To do this, Erb’s team modified an open-source stereolithographic printer by adding large electromagnetic solenoids to the frame. They then rewrote the control code to apply magnetic fields autonomously during printing. The new code enables the system to orient the reinforcements in different directions while printing a single layer.
“Although this slows down the print, a 5 x 5 inch sample takes only 30 seconds per layer to texture and print, depending on the design complexity of the ceramic reinforcement architecture,” Erb said.
Erb’s team is now investigating new ways to apply the technology to custom products. He has received a $225,000 Small Business Technology Transfer grant from the National Institutes of Health to develop neonatal catheters with a local company. He is also looking into printing soldier-specific armor and helmets.
Creating Bone Cells
Our cells contain all our genetic information, but our interactions with our environment determine which of our genes are active, or expressed, at any given time. By engineering new types of matrices to house and support cells, Harvard University’s Laboratory for Cell and Tissue Engineering seeks to create environments that promote the regeneration or targeted destruction of tissues and organs in the body.
Lab director David Mooney’s team, including post-doctoral fellows Ovi Chaudhuri and Luo Gu, has developed a better way to encourage stem cells to develop into bone cells. Surprisingly, it involves adjusting the mechanical properties of matrix surrounding the cells.
The researchers started by testing the stiffness of the bone cell microenvironment. Ordinarily, it is viscoelastic: like chewing gum, it relaxes with stress and dissipates energy over time when a strain is applied.

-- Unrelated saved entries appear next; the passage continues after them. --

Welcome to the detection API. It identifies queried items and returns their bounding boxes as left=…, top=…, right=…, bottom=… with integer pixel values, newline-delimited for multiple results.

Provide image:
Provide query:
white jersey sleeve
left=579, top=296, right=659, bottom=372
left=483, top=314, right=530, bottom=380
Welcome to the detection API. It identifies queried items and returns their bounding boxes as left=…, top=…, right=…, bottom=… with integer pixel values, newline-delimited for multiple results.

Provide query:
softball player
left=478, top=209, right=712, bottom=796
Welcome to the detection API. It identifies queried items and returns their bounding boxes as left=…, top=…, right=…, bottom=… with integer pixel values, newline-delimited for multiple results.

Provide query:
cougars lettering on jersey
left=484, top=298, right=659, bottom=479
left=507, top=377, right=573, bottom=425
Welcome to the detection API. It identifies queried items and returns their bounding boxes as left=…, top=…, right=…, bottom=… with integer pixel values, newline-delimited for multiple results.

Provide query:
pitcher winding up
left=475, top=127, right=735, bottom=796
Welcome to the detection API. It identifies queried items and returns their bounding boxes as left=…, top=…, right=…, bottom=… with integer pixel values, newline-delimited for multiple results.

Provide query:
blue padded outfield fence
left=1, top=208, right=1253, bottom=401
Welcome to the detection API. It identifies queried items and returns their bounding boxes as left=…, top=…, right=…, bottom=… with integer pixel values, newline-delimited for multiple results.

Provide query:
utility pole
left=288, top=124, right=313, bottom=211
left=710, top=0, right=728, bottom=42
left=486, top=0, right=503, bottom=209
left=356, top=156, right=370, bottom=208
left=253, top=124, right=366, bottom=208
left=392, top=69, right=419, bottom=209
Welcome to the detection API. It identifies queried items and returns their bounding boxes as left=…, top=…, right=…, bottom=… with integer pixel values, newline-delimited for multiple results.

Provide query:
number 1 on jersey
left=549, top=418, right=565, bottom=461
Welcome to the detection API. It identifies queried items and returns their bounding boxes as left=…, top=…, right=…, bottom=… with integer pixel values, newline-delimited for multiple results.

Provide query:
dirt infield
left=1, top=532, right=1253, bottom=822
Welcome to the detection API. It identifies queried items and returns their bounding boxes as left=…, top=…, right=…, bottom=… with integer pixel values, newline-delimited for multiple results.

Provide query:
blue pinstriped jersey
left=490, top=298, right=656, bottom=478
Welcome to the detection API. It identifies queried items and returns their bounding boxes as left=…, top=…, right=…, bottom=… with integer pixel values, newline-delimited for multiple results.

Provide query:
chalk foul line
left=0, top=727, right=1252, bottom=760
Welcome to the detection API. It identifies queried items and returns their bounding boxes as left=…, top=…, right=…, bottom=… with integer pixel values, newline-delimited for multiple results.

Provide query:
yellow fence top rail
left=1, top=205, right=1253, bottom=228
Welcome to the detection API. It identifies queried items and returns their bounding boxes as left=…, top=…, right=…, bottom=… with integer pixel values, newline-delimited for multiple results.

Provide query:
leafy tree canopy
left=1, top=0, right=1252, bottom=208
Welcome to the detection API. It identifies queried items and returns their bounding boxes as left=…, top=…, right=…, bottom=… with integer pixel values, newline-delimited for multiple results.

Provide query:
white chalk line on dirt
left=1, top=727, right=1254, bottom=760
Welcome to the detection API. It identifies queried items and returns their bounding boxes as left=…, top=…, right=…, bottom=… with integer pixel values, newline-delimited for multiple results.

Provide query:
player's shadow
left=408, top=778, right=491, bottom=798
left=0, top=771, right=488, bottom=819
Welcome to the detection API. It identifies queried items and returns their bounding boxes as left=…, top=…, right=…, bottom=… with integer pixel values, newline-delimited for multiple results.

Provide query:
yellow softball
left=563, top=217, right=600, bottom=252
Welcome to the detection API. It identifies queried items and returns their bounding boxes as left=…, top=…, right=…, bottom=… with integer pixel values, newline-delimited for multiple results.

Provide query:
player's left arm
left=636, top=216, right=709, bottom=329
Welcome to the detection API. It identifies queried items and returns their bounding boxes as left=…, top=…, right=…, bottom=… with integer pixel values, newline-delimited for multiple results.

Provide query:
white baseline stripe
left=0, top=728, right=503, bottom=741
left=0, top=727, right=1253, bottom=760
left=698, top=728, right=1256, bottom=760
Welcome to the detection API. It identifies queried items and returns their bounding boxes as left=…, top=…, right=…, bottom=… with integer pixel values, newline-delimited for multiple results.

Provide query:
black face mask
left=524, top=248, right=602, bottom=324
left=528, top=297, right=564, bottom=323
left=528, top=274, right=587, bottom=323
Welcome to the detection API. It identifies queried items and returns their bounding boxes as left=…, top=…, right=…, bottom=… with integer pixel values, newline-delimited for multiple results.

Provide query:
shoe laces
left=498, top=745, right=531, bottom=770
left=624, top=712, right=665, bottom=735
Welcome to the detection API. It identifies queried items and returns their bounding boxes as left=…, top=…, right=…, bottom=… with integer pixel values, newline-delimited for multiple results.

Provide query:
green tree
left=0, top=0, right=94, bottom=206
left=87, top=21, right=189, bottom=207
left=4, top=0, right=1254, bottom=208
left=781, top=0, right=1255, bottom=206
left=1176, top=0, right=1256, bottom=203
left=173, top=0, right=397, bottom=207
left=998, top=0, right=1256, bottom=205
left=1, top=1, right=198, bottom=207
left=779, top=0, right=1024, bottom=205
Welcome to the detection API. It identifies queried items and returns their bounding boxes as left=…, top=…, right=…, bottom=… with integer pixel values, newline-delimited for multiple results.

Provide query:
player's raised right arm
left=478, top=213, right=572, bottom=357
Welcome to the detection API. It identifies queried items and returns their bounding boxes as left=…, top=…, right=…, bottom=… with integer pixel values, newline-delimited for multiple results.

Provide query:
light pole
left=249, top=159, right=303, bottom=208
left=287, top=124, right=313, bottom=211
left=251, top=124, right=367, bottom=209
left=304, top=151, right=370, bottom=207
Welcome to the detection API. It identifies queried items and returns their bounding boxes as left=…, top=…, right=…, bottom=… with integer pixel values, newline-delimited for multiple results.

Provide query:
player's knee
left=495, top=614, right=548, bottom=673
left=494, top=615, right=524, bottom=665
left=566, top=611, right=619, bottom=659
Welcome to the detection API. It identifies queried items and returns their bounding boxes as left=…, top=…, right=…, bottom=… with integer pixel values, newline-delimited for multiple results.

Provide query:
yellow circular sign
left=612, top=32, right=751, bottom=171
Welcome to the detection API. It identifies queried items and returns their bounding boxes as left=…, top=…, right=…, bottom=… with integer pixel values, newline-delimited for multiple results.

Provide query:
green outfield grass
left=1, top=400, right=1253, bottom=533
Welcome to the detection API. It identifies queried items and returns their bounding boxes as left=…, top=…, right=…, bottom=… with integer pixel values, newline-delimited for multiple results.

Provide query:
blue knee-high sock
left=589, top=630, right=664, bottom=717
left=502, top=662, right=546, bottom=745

Mooney’s team then synthesized hydrogels with different stress relaxation responses to mimic the viscoelasticity of different bone microenvironments, and placed stem cells into them. The more viscous and less elastic the matrix, the more likely the stem cells developed into bone cells and formed bone-like material.

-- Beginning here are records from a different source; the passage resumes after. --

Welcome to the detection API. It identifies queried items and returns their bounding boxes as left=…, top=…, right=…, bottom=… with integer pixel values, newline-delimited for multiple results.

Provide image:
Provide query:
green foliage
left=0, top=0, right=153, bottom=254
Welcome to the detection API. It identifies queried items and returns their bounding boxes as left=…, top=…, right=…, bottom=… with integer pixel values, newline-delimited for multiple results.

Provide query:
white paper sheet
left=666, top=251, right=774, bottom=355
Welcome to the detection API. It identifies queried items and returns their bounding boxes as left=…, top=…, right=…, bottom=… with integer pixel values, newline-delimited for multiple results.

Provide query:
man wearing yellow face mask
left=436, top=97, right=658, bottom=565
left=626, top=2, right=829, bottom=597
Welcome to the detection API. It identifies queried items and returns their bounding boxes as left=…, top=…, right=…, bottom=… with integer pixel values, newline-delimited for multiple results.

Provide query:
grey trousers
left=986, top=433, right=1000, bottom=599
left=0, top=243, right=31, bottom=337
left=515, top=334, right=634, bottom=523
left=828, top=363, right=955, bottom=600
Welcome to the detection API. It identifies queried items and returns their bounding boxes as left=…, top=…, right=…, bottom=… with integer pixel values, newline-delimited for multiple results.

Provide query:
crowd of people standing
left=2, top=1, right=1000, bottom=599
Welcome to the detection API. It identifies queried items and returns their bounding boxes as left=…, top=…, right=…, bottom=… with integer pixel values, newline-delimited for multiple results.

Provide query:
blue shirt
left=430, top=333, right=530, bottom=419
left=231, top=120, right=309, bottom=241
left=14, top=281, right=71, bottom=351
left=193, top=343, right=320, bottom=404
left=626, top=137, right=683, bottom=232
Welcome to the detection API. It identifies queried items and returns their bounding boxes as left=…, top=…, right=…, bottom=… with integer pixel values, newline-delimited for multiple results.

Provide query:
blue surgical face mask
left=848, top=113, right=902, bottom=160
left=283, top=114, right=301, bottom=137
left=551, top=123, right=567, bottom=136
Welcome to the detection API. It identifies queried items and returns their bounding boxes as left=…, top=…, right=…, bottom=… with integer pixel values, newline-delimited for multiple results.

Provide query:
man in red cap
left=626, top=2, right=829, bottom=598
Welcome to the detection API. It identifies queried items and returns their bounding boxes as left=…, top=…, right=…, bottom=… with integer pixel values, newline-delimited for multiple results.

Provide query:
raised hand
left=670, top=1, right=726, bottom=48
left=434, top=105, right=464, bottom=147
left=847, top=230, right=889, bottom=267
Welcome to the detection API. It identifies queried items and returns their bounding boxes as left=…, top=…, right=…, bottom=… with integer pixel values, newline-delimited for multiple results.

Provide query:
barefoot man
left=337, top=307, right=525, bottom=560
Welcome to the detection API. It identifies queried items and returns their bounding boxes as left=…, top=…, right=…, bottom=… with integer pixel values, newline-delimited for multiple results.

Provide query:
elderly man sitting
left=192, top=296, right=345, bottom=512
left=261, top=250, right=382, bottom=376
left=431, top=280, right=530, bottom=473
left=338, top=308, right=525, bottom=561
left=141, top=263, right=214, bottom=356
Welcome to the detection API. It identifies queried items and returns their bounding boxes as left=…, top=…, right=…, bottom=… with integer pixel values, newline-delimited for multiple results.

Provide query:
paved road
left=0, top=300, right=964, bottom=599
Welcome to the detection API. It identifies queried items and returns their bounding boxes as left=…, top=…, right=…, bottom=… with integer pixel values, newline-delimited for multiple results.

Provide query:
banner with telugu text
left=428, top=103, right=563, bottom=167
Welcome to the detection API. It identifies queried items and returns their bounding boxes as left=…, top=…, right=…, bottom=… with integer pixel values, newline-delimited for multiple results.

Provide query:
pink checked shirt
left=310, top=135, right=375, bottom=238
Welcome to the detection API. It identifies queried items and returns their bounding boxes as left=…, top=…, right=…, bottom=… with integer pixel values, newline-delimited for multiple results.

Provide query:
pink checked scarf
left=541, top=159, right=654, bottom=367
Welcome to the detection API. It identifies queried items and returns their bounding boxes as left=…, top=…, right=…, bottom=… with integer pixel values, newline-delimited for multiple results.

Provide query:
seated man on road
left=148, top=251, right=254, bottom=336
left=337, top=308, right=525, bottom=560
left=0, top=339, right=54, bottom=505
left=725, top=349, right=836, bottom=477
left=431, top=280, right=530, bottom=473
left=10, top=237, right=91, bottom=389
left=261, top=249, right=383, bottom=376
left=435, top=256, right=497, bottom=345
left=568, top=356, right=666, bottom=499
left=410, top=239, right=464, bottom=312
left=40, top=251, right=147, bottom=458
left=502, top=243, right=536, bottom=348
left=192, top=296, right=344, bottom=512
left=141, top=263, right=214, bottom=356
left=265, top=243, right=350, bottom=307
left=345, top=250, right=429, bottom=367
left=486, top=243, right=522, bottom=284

Controlling matrix viscoelasticity enables the team to exploit and control stem cell behaviors, says Chaudhuri. Yet to achieve precise control, the team needed to tease out how stress relaxation affects stem cells independently from stiffness.
That meant synthesizing a molecule where those two properties were not dependent on one another. They started with alginates, sugars naturally derived from algae. The higher the molecular weight of the sugar, that is, the bigger the sugar’s molecular building blocks, the stiffer the matrix it formed. Then they added side chains to the molecules.
“This interferes with the packing of individual polymer chains, making it easier for them to move relative to each other and thus altering the rate of stress relaxation,” says Gu.
The research team is currently testing some of the biomaterials in animals for bone regeneration.
It turns out that matrix viscoelasticity and stress relaxation play a significant role in many biological processes. Mooney’s team hopes to exploit this type of regulation to design biomaterials for stem cell transplantation and regenerative medicine.
“We hope this discovery highlights the importance of matrix stress relaxation in directing cell fate and activities,” says Mooney. “Perhaps in the future stress relaxation will be used as a design parameter for regenerating or engineering bone, as well as an array of other tissue types.
Mark Crawford is an independent technical writer from Wisconsin.